L'Arabie saoudite, la Russie et plusieurs autres membres de l'Opep+ ont décidé d'augmenter leurs quotas de production de pétrole de 188 000 barils par jour pour le mois de juin, affichant ainsi leur détermination à maintenir la cohésion du groupe en dépit du départ des Émirats arabes unis (EAU).
Cette annonce, publiée sur le site officiel de l'Organisation des pays exportateurs de pétrole, ne fait cependant pas mention des EAU. Ce silence pourrait indiquer des tensions croissantes entre les membres, comme l'analyse Jorge Leon de Rystad Energy l’indique. "Cela montre une volonté de minimiser les conflits internes tout en projetant une image de stabilité", a-t-il précisé.
- Une production en berne -
Cependant, cette augmentation sur le papier risque de ne pas se traduire par une hausse réelle de la production.
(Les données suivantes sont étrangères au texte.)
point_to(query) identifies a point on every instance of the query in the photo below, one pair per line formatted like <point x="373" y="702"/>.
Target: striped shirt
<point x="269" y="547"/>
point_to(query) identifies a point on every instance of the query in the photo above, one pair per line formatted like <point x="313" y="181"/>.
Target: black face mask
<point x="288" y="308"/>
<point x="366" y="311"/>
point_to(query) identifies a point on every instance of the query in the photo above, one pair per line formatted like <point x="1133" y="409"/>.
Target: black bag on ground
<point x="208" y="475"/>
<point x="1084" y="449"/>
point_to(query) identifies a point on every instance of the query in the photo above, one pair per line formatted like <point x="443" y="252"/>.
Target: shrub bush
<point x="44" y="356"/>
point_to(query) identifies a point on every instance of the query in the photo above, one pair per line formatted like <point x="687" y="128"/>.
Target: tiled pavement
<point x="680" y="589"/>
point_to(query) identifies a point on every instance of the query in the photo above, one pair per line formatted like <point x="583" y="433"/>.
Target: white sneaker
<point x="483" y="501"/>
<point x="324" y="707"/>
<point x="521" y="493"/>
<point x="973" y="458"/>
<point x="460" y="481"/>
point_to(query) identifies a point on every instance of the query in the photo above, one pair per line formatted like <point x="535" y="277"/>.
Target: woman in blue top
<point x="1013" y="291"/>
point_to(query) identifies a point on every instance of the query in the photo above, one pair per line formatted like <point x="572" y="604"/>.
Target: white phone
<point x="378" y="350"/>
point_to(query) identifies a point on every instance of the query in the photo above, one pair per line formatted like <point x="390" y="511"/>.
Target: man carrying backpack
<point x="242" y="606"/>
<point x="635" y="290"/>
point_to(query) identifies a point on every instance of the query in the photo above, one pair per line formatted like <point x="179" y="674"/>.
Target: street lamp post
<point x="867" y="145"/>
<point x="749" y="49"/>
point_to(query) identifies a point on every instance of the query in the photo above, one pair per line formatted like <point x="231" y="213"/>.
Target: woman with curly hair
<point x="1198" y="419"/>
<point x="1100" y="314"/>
Les capacités inexploitables au sein de l'Opep+ se trouvent principalement dans les pays du Golfe, dont les exportations sont actuellement bloquées par les tensions au détroit d'Ormuz, contrôlé par l'Iran depuis le début des conflits au Moyen-Orient.
En mars, la production des membres soumis à des quotas a chuté à 27,68 millions de barils par jour, alors que les quotas totalisaient 36,73 millions, créant un déficit de près de 9 millions de barils, selon Priya Walia, analyste chez Rystad Energy.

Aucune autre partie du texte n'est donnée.